THE Land Transportation Franchising and Regulatory Board (LTFRB) has declared war on transport network vehicle sharing (TNVS) companies Grab and Uber. A threat was issued that by Wednesday, July 26, all unregistered Grab and Uber cars will be apprehended. And the people who will be inconvenienced reacted negatively and erupted with such passion and fury.
It was only upon the intervention by Senators Grace Poe and JV Ejercito that LFFRB stayed its order. But the issue is still very much alive.
LTFRB’s Martin Delgra and Aileen Lizada, two of the more vocal members who became the faces that drew the ire of the riding public, in fact did the impossible.
They united the Duterte warriors and the anti-Duterte yellows who both expressed outrage at the regulatory overreach.
If left unchecked, this could easily become the trigger that could give headaches to the President, who until now enjoys an 82 percent approval rating. His ratings, as it appears, are not affected by his cursing, or his rape jokes, or by the relentless demonization by his political enemies. But this braggadocio by Delgra and Lizada, who at times evinced an arrogant demeanor, can easily cost the President some popularity points. After all, Delgra and Lizada are both appointees of the President, and both are from Mindanao, with Delgra even serving as part of his campaign legal team.
It is easy to spot the problem in the LTFRB’s reasoning. It is attacking a technology that has evolved because of the board’s own failure to regulate public transportation to become safe, efficient and convenient for the riding public.
The alternative to Grab and Uber are the regular metered taxis that, in general, have serious problems. Many of the taxis are poorly maintained, with malfunctioning air conditioning systems. Many also have dirty and smelly seats. Many taxi drivers are also often accused of being rude, refusing passengers, or demanding extra payment.
While there are exceptionally good services, on the whole, there is a general perception that many metered taxis are unreliable, unprofessional and could even pose a risk to the security of passengers.
All of these problems are products of the LTFRB’s failure to enforce strict industry standards on metered taxi companies. It is this failure that led many to seek safer and more convenient alternatives.
The services that Grab and Uber offer are what the metered taxis failed to provide – point-to point pick-up and delivery, well-maintained vehicles, polite drivers and built-in mechanisms that prevent price haggling and ensure passenger safety.
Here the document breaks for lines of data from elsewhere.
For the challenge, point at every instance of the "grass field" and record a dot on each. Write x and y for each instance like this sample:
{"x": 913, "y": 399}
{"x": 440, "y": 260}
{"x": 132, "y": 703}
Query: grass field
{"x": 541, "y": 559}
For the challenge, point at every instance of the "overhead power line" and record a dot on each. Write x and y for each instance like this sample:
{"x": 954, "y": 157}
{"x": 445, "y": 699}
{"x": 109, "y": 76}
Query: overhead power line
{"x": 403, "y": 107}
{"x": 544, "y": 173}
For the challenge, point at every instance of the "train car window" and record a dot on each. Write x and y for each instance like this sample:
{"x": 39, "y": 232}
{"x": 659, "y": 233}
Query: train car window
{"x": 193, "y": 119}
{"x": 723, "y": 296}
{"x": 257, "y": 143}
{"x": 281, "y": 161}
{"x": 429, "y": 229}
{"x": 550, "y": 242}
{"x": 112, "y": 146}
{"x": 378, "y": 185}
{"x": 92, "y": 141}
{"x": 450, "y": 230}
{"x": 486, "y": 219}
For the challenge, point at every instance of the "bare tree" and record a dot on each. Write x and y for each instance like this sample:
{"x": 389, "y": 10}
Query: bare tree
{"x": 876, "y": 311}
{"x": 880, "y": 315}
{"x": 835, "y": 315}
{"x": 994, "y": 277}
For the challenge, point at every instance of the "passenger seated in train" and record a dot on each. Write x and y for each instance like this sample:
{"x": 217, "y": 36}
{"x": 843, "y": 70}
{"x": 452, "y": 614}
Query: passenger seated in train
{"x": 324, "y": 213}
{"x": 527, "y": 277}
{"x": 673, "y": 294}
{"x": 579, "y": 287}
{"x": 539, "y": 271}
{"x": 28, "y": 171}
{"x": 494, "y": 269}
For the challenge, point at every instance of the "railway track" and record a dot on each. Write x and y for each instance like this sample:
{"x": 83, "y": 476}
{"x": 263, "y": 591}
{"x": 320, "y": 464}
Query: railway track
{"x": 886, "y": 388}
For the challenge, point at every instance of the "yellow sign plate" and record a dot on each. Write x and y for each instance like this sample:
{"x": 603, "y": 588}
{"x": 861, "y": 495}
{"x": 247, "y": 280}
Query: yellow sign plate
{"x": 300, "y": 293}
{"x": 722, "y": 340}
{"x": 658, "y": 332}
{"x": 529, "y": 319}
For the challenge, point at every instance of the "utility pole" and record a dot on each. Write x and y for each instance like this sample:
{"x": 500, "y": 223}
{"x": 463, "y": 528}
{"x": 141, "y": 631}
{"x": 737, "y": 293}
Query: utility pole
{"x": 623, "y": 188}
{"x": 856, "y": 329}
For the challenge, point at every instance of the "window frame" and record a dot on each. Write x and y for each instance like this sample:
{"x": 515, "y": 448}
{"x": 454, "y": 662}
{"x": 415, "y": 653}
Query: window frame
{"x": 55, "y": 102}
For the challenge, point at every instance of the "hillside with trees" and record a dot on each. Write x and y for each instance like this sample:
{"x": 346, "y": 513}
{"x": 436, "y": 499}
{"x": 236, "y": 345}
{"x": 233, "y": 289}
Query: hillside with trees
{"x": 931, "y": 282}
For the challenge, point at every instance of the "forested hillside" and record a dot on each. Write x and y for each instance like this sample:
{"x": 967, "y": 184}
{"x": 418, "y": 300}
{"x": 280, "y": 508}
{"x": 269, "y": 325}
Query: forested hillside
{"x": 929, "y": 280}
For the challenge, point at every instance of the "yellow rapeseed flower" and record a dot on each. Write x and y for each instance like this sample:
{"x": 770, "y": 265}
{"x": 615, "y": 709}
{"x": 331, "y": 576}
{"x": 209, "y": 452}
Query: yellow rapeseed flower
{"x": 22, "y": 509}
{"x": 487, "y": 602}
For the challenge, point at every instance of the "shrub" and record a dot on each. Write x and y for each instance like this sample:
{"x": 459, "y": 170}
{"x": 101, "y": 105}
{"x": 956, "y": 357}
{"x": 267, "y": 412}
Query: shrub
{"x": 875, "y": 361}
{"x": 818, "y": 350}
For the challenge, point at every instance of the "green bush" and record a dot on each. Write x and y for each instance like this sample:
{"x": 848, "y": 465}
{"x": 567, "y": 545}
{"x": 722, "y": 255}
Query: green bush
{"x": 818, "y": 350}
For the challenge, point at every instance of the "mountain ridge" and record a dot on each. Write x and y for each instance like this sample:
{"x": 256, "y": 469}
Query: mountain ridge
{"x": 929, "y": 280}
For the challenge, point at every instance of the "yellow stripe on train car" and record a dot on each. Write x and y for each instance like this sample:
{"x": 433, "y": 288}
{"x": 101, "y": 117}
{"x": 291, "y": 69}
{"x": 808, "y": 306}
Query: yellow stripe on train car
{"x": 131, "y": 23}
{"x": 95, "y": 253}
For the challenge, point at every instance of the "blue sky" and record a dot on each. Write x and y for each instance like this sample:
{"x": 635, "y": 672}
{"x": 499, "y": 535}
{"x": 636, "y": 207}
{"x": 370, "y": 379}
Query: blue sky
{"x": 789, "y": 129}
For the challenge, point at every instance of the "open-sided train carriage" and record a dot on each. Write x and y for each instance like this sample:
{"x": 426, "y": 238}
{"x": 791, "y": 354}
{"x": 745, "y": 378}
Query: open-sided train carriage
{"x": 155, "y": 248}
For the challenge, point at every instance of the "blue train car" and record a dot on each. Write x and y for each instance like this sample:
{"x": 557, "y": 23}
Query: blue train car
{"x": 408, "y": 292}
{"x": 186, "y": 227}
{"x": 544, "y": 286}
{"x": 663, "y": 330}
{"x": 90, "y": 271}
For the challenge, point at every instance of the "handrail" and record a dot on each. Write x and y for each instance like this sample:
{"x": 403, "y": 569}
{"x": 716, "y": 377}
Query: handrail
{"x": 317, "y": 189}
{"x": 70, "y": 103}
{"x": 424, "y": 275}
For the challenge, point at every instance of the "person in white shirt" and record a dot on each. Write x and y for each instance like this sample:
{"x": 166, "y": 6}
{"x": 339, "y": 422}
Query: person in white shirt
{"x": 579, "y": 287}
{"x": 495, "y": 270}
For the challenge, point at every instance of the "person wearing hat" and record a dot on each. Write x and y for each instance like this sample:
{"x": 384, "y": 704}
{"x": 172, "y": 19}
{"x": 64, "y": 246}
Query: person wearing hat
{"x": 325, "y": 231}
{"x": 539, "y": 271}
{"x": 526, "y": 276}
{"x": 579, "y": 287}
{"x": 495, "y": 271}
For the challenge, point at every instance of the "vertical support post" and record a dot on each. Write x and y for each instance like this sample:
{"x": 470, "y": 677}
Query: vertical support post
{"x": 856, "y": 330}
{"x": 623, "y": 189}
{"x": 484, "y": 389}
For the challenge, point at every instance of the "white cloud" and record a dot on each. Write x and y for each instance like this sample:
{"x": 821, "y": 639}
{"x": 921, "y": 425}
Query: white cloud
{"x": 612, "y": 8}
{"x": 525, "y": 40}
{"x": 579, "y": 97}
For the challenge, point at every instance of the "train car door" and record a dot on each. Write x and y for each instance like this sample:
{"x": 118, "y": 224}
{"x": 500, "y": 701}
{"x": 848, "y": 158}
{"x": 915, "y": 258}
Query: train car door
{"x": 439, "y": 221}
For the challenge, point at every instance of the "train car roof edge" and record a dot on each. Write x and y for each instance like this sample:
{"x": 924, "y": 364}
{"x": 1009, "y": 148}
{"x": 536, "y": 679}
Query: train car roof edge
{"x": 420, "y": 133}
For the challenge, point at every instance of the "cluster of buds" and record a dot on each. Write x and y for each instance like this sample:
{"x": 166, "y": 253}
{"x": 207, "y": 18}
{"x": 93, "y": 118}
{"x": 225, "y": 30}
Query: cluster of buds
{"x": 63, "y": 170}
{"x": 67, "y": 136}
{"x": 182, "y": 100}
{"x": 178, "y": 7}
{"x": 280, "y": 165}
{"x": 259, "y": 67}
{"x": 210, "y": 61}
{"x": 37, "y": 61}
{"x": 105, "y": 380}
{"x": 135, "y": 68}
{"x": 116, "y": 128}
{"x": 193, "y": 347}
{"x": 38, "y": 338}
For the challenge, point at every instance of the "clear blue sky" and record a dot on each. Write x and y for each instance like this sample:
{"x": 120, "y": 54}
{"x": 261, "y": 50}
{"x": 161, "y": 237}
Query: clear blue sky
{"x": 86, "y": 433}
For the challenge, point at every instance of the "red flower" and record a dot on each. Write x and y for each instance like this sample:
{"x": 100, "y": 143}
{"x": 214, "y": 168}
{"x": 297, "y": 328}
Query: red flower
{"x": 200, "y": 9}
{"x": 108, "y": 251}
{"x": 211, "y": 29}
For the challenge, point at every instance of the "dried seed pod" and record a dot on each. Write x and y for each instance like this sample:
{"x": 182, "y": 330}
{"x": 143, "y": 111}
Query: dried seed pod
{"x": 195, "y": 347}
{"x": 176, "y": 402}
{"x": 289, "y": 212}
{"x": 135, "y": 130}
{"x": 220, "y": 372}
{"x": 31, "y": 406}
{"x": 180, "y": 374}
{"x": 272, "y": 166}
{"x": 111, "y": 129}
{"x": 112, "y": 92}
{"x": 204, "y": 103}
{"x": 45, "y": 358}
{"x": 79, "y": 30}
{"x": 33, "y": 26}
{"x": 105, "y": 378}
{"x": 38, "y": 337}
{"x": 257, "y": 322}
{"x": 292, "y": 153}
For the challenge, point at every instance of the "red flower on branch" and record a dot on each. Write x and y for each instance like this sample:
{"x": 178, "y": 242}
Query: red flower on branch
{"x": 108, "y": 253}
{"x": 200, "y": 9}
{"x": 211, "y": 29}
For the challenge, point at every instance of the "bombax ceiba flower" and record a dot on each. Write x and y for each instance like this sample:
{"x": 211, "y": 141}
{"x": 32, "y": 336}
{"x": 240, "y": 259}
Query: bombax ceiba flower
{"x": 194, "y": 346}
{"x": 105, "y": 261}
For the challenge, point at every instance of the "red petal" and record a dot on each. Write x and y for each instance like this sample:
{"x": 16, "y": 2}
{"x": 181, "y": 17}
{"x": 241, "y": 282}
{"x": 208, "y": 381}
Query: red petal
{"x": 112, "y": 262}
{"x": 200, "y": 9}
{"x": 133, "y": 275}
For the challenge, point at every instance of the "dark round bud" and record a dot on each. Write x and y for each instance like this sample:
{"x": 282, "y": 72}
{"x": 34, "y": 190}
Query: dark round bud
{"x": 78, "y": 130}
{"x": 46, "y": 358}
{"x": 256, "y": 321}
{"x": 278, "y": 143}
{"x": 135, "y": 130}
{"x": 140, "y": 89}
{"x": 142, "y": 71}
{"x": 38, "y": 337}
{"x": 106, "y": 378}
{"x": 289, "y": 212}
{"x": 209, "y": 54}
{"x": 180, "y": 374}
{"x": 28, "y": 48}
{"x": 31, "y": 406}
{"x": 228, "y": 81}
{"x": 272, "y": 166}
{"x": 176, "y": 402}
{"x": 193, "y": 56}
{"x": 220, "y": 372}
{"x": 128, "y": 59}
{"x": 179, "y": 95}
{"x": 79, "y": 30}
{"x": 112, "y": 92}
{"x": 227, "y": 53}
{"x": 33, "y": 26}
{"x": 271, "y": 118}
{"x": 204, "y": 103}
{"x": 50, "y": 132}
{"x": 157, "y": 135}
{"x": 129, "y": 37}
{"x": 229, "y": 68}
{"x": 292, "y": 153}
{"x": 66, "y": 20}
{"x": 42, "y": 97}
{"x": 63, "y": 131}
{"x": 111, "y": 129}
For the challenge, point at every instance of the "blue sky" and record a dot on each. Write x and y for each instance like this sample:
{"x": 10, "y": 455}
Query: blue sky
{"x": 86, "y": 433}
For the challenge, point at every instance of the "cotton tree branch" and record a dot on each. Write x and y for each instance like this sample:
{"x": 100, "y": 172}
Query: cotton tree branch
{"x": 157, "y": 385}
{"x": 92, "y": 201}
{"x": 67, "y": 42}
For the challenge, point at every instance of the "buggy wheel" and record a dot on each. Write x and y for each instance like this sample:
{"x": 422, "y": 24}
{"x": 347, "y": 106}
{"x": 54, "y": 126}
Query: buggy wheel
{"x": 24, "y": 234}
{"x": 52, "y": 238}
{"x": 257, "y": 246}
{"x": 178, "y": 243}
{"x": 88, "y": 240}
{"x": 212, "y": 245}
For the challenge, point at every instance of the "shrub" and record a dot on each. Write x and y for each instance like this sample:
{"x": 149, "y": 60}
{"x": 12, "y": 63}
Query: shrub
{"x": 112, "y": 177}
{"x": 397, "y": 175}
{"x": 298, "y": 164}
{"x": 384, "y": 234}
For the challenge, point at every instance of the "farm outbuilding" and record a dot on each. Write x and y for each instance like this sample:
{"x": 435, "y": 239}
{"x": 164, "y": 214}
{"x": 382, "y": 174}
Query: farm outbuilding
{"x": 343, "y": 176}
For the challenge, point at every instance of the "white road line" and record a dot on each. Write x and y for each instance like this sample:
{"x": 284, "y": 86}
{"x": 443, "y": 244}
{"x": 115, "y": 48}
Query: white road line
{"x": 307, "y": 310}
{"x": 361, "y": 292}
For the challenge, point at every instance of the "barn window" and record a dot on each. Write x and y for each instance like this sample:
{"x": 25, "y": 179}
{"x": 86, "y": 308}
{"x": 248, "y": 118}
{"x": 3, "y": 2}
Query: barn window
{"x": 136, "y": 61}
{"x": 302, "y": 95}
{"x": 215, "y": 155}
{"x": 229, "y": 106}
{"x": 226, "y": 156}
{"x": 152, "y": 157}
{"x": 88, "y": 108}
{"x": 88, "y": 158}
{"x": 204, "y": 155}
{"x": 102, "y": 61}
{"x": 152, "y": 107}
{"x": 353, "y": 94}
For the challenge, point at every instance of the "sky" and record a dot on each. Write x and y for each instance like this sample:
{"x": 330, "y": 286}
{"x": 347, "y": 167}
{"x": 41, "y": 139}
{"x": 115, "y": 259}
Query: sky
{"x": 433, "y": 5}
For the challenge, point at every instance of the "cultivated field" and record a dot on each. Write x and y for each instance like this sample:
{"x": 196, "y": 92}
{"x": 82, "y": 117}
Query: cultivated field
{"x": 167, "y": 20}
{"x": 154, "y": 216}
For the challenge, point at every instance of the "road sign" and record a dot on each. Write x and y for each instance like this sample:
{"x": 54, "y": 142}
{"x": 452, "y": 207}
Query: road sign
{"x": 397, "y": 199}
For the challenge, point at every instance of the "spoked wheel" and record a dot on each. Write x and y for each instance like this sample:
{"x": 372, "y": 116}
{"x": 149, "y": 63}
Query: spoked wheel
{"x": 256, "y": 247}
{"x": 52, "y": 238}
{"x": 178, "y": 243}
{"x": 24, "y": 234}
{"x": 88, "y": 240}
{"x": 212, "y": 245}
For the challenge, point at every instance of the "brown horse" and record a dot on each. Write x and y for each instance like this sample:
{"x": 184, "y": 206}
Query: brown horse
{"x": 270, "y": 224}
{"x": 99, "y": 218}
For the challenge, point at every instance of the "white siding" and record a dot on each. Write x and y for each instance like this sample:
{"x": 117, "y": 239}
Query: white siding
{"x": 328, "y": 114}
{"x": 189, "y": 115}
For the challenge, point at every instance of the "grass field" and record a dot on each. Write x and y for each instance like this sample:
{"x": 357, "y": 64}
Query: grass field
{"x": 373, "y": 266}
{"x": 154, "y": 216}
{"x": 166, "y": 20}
But beyond the convenience embodied in the technology lies the cultural compatibility of the network vehicle sharing arrangement with the need of the Filipino passenger for the familiar and the personal. A sense of the personal is enabled when the driver, already known to the waiting passenger, picks up the latter in a convenient place. The application that enables the passenger to hail Grab and Uber is placed and launched using personal mobile phones which further embeds the transaction in a kind of interaction that has become familiar and ordinary.
Thus, the technology of Uber and Grab harnesses the familiar and the convenient readily available at the passenger’s fingertips. One need not go out into the streets to hail his or her ride. In Uber or Grab, knowing the face and name of the driver, and the make and color of the vehicle evoke a sense of familiarity that turns the ride as no longer just a physical movement from one point to another with a stranger, but as a social interaction with someone familiar and trustworthy. Uber and Grab are no longer just public conveyance services, but have become forms of community support.
This is the kind of experience which the LTFRB wants to assault.
The LTFRB cannot reasonably raise the issue of regulating for convenience and safety precisely because Uber and Grab are in fact the more convenient and safer alternatives.
Delgra and Lizada could not even deploy as a reason the congestion that Uber and Grab can cause, simply because their technologies provide structured incentives to seek the less congested route, and to move into traffic only when they have passengers. Added to these is the fact that Grab and Uber vehicles are not in fact additional cars on the road, but are replacement and substitutes for cars left at home by people who decide to take Grab and Uber.
The issue on the collection of taxes from Grab and Uber and their drivers can be easily addressed, considering that fare collections are even more easily tractable since these are enabled, computed and recorded by mobile applications. In fact, it is even easier for metered taxis to avoid the tax net considering that they are not electronically monitored by a central system unlike Grab and Uber vehicles.
The LTFRB, typical of regulatory bodies, exists in a world of bureaucratic inertia, where policies and laws crafted at an earlier time are forced to be applied to emergent and new social realities. Delgra and Lizada are just playing their roles of enforcing what could end up as archaic, if not totally incompatible, regulations.
All it takes is for the LTFRB, and for Delgra and Lizada, to be more imaginative and creative. They should move away from a regulatory framework that just constrains and imposes rules, to one that also harnesses new technologies that nurture and build on social connections and make the rules fit the needs of people.
If there is any challenge for the LTFRB, it should be to push the metered taxis to reinvent themselves and become like Uber and Grab.